Dans un contexte provincial marqué par une succession de féminicides, Baie-Comeau est confrontée à une situation alarmante. Sur le terrain, les ressources tiennent le cap, mais tirent aussi la sonnette d’alarme.
“Baie-Comeau s’impose comme la ville de la Côte-Nord la plus durement touchée par la violence conjugale sur la Côte-Nord. Au palais de justice, entre 60 et 70 % des audiences concernent ce type de dossiers” , expose la coordonatrice de la Maison des femmes, Hélène Millier.

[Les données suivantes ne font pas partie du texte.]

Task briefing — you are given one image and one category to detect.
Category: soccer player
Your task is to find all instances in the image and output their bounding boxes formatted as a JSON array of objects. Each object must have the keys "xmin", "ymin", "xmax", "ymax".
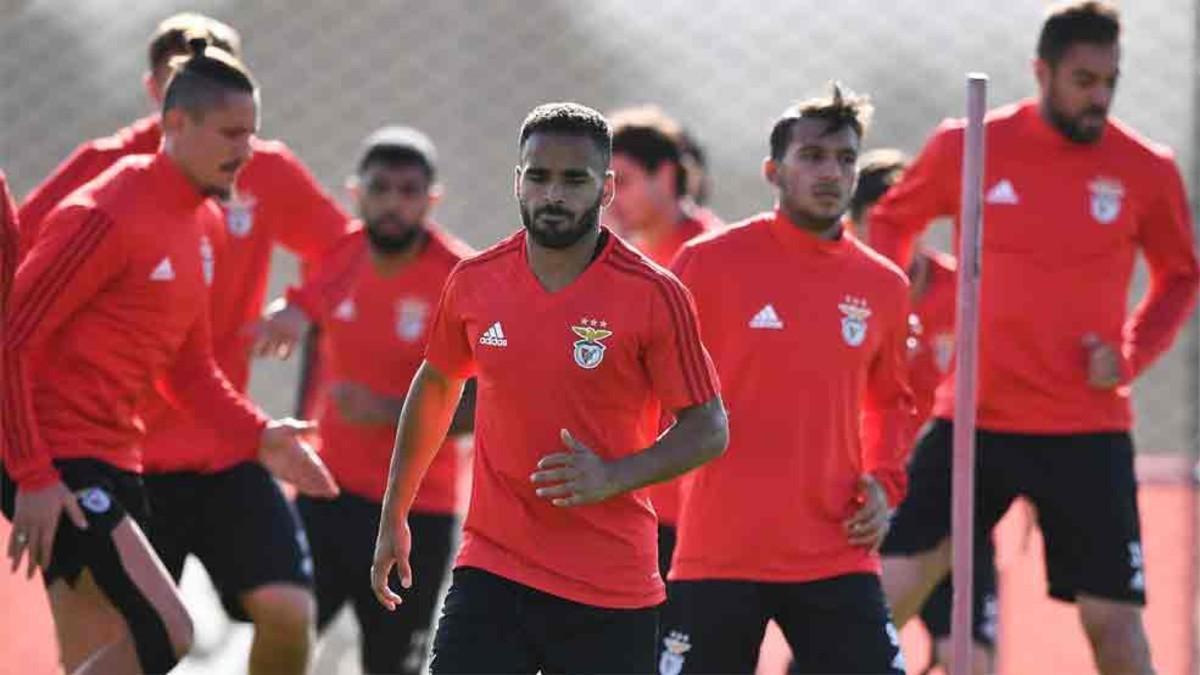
[
  {"xmin": 0, "ymin": 171, "xmax": 16, "ymax": 327},
  {"xmin": 605, "ymin": 105, "xmax": 720, "ymax": 578},
  {"xmin": 868, "ymin": 4, "xmax": 1200, "ymax": 673},
  {"xmin": 369, "ymin": 103, "xmax": 728, "ymax": 673},
  {"xmin": 852, "ymin": 151, "xmax": 997, "ymax": 675},
  {"xmin": 660, "ymin": 85, "xmax": 912, "ymax": 674},
  {"xmin": 18, "ymin": 14, "xmax": 352, "ymax": 673},
  {"xmin": 1, "ymin": 39, "xmax": 336, "ymax": 675},
  {"xmin": 252, "ymin": 126, "xmax": 475, "ymax": 674}
]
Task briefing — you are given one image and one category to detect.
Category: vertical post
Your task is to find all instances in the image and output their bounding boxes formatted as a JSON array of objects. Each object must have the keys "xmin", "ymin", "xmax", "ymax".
[{"xmin": 951, "ymin": 72, "xmax": 987, "ymax": 675}]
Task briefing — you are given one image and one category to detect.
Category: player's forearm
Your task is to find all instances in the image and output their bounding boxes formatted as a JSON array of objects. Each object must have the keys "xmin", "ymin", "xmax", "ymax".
[
  {"xmin": 609, "ymin": 396, "xmax": 728, "ymax": 494},
  {"xmin": 380, "ymin": 361, "xmax": 466, "ymax": 523},
  {"xmin": 2, "ymin": 348, "xmax": 58, "ymax": 490},
  {"xmin": 1123, "ymin": 268, "xmax": 1200, "ymax": 377},
  {"xmin": 171, "ymin": 356, "xmax": 269, "ymax": 458}
]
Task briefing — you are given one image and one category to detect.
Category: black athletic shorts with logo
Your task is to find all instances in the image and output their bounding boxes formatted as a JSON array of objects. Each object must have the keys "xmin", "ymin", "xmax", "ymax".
[
  {"xmin": 144, "ymin": 461, "xmax": 313, "ymax": 621},
  {"xmin": 430, "ymin": 566, "xmax": 658, "ymax": 674},
  {"xmin": 660, "ymin": 573, "xmax": 903, "ymax": 674},
  {"xmin": 297, "ymin": 491, "xmax": 459, "ymax": 675},
  {"xmin": 917, "ymin": 537, "xmax": 999, "ymax": 647},
  {"xmin": 883, "ymin": 419, "xmax": 1146, "ymax": 605}
]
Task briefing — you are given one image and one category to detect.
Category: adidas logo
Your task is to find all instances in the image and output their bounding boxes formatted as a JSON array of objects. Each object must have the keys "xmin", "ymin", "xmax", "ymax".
[
  {"xmin": 333, "ymin": 298, "xmax": 356, "ymax": 321},
  {"xmin": 149, "ymin": 257, "xmax": 175, "ymax": 281},
  {"xmin": 749, "ymin": 304, "xmax": 784, "ymax": 329},
  {"xmin": 985, "ymin": 179, "xmax": 1019, "ymax": 205},
  {"xmin": 479, "ymin": 321, "xmax": 508, "ymax": 347}
]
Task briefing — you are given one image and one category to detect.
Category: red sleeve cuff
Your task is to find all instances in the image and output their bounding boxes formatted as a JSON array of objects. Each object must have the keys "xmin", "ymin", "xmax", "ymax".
[{"xmin": 285, "ymin": 285, "xmax": 322, "ymax": 322}]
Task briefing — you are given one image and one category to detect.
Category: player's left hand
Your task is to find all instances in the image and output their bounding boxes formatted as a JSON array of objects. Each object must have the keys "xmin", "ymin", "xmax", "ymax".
[
  {"xmin": 845, "ymin": 474, "xmax": 891, "ymax": 551},
  {"xmin": 530, "ymin": 429, "xmax": 621, "ymax": 507}
]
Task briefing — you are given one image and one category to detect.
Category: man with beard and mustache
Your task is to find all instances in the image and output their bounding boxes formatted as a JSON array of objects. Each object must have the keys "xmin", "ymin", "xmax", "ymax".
[
  {"xmin": 2, "ymin": 39, "xmax": 337, "ymax": 675},
  {"xmin": 368, "ymin": 103, "xmax": 728, "ymax": 673},
  {"xmin": 659, "ymin": 85, "xmax": 912, "ymax": 674},
  {"xmin": 868, "ymin": 3, "xmax": 1199, "ymax": 673},
  {"xmin": 252, "ymin": 127, "xmax": 475, "ymax": 674}
]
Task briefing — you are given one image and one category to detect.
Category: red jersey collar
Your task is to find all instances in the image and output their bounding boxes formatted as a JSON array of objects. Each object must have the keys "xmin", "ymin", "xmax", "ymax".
[
  {"xmin": 1018, "ymin": 98, "xmax": 1110, "ymax": 150},
  {"xmin": 768, "ymin": 208, "xmax": 851, "ymax": 257},
  {"xmin": 151, "ymin": 151, "xmax": 212, "ymax": 209}
]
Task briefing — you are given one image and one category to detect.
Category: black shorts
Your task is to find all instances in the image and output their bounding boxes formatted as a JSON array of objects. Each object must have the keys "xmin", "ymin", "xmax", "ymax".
[
  {"xmin": 661, "ymin": 574, "xmax": 903, "ymax": 674},
  {"xmin": 430, "ymin": 566, "xmax": 658, "ymax": 674},
  {"xmin": 144, "ymin": 461, "xmax": 313, "ymax": 621},
  {"xmin": 917, "ymin": 536, "xmax": 998, "ymax": 647},
  {"xmin": 657, "ymin": 523, "xmax": 677, "ymax": 582},
  {"xmin": 883, "ymin": 419, "xmax": 1145, "ymax": 604},
  {"xmin": 2, "ymin": 459, "xmax": 150, "ymax": 586},
  {"xmin": 298, "ymin": 492, "xmax": 458, "ymax": 674}
]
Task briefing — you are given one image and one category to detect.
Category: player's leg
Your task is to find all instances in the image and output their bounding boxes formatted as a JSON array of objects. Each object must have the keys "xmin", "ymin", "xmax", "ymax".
[
  {"xmin": 775, "ymin": 574, "xmax": 904, "ymax": 674},
  {"xmin": 1030, "ymin": 432, "xmax": 1151, "ymax": 675},
  {"xmin": 351, "ymin": 507, "xmax": 458, "ymax": 673},
  {"xmin": 923, "ymin": 536, "xmax": 999, "ymax": 675},
  {"xmin": 533, "ymin": 587, "xmax": 658, "ymax": 675},
  {"xmin": 295, "ymin": 494, "xmax": 353, "ymax": 633},
  {"xmin": 191, "ymin": 462, "xmax": 316, "ymax": 675},
  {"xmin": 429, "ymin": 567, "xmax": 539, "ymax": 673},
  {"xmin": 656, "ymin": 579, "xmax": 770, "ymax": 673}
]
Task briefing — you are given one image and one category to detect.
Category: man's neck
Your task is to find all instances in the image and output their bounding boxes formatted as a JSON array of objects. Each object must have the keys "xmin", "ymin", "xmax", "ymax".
[
  {"xmin": 526, "ymin": 227, "xmax": 603, "ymax": 293},
  {"xmin": 782, "ymin": 206, "xmax": 842, "ymax": 240},
  {"xmin": 369, "ymin": 229, "xmax": 429, "ymax": 276},
  {"xmin": 637, "ymin": 201, "xmax": 688, "ymax": 248}
]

Depuis la fin de la pandémie, un débordement des maisons d’hébergement partout au Québec est observé. « C’est triste, mais on a vu un grand nombre de féminicides pendant le confinement. Je pense que ça eu comme effet une vague de sensibilisation. Les femmes osent plus demander de l’aide. À Baie-Comeau, on a reçu deux chambres de plus depuis », explique Hélène Millier.
La Maison des femmes de Baie-Comeau redouble d’efforts tous les jours pour accomplir sa mission. « On est quand même chanceux ici, on n’est jamais obligées de laisser une femme en danger dans la rue », ajoute-t-elle.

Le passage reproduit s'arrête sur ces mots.